Getting started

This document assumes you’ve already ran a sample an ONT Nanopore device and have generated fast5 files recording the squiggles of that run.

It assumes you’ve previously performed base-calling on the fast5 and the resultant fastq files are on the HPC.

It assumes that you have a base conda environment and have activated it. Because of how snakemake is handling the environment creation at runtime I have found the only way to get seaborn to work is to install it using pip.

pip install seaborn

Step 1. Install by git

git clone https://github.com/nanoporetech/pipeline-nanopore-ref-isoforms.git
cd pipeline-nanopore-ref-isoforms

Step 2. Edit the config.yml file.

note: this pipeline is largely under- or undocumented, so changing these settings can have unexpected results

nano config.yml
  • workdir_top

    • This will be your output folder
    • Despite inline comment, this works best if it is not the absolute path
    # ABSOLUTE path to directory holding the working directory:
    workdir_top: "HEK_test"
  • genome_fasta

    # Input genome
    genome_fasta: "Homo_sapiens.GRCh38.dna.primary_assembly.fa"
  • existing_annotation

    • works best if it is a GFF not GTF
    existing_annotation: "Homo_sapiens.GRCh38.104.gff3"
  • reads_fastq

    • Path to folder or file <sample.fastq>
    • if this points to a file change ‘concatenate’ to ‘false’
    # cDNA or direct RNA reads in fastq format
    reads_fastq: "/scratch/cgsb/gresham/LABSHARE/Data/nanopore/HEK_CPA/Hek_CPA_pilot/FASTQ/pass"
  • concatenate

    • if directory was already combined
    # The path above is a directory, find and concatenate fastq files:
    concatenate: true
  • run_pychopper

    • NB This must be set to false
    • pychopper runs an HMM to identify adapters and cut them out, reads lacking adapters will be discarded
    • our sequences no longer have adapters leading to a massive loss of data
    # Process cDNA reads using pychopper, turn off for direct RNA:
    run_pychopper: false
  • plot_gffcmp_stats

    • Potentially usefull, set to False by default
    # Plot gffcompare results:
    plot_gffcmp_stats: true

Step 3 Edit sbatch

NB Syntax Error - At time of writing the syntax used in this pipeline was incompatible with the syntax expected in the latest version of snakemake here. Here we are using a “safe” version - but this may break if ONT updates the pipeline syntax.

nano filename.sh

copy and paste:

#!/bin/bash
#
#SBATCH --verbose
#SBATCH --job-name=cDNA_isoform_calling
#SBATCH --output=isoform_%j.out
#SBATCH --error=isoform_%j.err
#SBATCH --time=24:00:00
#SBATCH --nodes=1
#SBATCH --mem=20GB
#SBATCH --mail-type=BEGIN,END,FAIL,TIME_LIMIT

#module load
module load snakemake/5.31.1

snakemake --use-conda -j 4 all

Then run using

sbatch <filename.sh>

NB - Restarting + If an error occurs in the pipeline, the previously completed steps will be retained and merely restarting the run will be sufficient to restart where the you had previously left off. To restart entirely either delete the output folder or change parameter in the config.yml file

Step 4 Evaluate results

  • cDNA Isoform identification and comparison to reference:

    • located in
    pipeline-nanopore-ref-isoforms/results/gffcompare/str_merged.annotated.gtf

    This file defines which “gene” each isoform is assigned to (eg. “gene_name”).

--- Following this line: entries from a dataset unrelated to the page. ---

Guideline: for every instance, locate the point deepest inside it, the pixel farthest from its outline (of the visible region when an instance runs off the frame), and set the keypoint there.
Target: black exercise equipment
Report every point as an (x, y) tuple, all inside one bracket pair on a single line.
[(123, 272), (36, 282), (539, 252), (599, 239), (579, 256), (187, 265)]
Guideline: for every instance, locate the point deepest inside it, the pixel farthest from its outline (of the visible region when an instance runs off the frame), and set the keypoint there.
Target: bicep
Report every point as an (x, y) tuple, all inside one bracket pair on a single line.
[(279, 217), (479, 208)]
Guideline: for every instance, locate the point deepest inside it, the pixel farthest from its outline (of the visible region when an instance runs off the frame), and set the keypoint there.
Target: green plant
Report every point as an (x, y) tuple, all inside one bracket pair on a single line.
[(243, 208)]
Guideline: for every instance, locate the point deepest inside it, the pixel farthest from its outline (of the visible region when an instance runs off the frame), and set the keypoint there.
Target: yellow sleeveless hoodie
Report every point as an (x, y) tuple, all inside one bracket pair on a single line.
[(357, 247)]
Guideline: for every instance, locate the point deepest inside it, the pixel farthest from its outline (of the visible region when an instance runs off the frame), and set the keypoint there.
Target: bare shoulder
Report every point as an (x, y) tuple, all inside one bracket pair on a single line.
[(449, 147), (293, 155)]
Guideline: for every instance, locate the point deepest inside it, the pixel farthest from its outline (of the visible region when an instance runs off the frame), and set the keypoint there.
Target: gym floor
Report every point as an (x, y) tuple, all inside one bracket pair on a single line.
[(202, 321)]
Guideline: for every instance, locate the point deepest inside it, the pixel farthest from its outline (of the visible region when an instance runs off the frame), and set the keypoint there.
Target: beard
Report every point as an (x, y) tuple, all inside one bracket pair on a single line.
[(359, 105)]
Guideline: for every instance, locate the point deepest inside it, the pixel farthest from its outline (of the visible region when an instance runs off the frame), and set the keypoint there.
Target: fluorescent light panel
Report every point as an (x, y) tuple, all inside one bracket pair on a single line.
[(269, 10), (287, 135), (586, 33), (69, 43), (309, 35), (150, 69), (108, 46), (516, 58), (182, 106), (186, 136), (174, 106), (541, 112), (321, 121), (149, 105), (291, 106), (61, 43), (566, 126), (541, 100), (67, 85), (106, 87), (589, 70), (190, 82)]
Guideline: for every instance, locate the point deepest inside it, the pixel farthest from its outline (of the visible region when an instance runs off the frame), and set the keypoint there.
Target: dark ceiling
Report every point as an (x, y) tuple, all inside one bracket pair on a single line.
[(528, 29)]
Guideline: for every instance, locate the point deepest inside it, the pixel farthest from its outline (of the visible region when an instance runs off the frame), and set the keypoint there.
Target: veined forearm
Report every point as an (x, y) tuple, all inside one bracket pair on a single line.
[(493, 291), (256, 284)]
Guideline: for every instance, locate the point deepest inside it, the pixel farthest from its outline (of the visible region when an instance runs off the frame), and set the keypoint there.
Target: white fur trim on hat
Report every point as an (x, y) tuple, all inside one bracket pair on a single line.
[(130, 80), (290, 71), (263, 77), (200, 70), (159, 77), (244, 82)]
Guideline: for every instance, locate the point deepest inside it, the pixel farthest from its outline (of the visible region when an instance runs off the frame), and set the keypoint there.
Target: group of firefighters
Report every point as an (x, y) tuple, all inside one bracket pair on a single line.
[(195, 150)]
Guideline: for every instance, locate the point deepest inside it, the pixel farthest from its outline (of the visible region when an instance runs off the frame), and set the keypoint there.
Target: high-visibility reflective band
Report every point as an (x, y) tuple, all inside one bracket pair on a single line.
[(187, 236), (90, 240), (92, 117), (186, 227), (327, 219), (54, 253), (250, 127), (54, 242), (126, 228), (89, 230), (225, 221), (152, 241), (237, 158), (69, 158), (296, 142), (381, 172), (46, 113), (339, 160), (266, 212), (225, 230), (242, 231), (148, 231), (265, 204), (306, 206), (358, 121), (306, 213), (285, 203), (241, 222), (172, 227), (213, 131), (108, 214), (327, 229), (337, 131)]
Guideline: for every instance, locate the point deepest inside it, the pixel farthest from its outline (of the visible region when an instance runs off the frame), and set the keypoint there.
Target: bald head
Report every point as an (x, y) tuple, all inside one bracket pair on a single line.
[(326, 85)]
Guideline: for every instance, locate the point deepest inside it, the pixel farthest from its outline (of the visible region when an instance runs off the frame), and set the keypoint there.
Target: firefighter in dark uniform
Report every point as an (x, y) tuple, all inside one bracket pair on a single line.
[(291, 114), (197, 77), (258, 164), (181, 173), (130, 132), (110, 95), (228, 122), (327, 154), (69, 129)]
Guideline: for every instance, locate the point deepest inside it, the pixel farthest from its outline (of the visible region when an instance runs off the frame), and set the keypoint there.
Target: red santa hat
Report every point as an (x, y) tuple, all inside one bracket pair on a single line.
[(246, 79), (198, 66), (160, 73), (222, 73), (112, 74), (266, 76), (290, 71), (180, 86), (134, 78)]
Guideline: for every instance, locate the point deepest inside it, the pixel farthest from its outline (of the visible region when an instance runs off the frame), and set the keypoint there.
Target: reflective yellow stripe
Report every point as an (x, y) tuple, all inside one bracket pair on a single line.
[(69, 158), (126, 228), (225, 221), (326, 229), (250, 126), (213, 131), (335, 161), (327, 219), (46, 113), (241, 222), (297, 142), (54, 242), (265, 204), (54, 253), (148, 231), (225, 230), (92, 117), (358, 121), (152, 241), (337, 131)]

    This file also describes each transcript with a “class code” such as “=” or “y”. The exact nature of these is described on the gffcompare page here

    NB - Unstranded data and isoform classes Because this is unstranded cDNA information the stranded isoform classes ‘s’ and ‘x’ should not be considered as “novel”.

  • cDNA Isoform coverage data:

    • located in
    pipeline-nanopore-ref-isoforms/results/gffcompare/str_merged.gff

    This file contains read depth information for each transcript, Total coverage (“cov”), FPKM, and TPM.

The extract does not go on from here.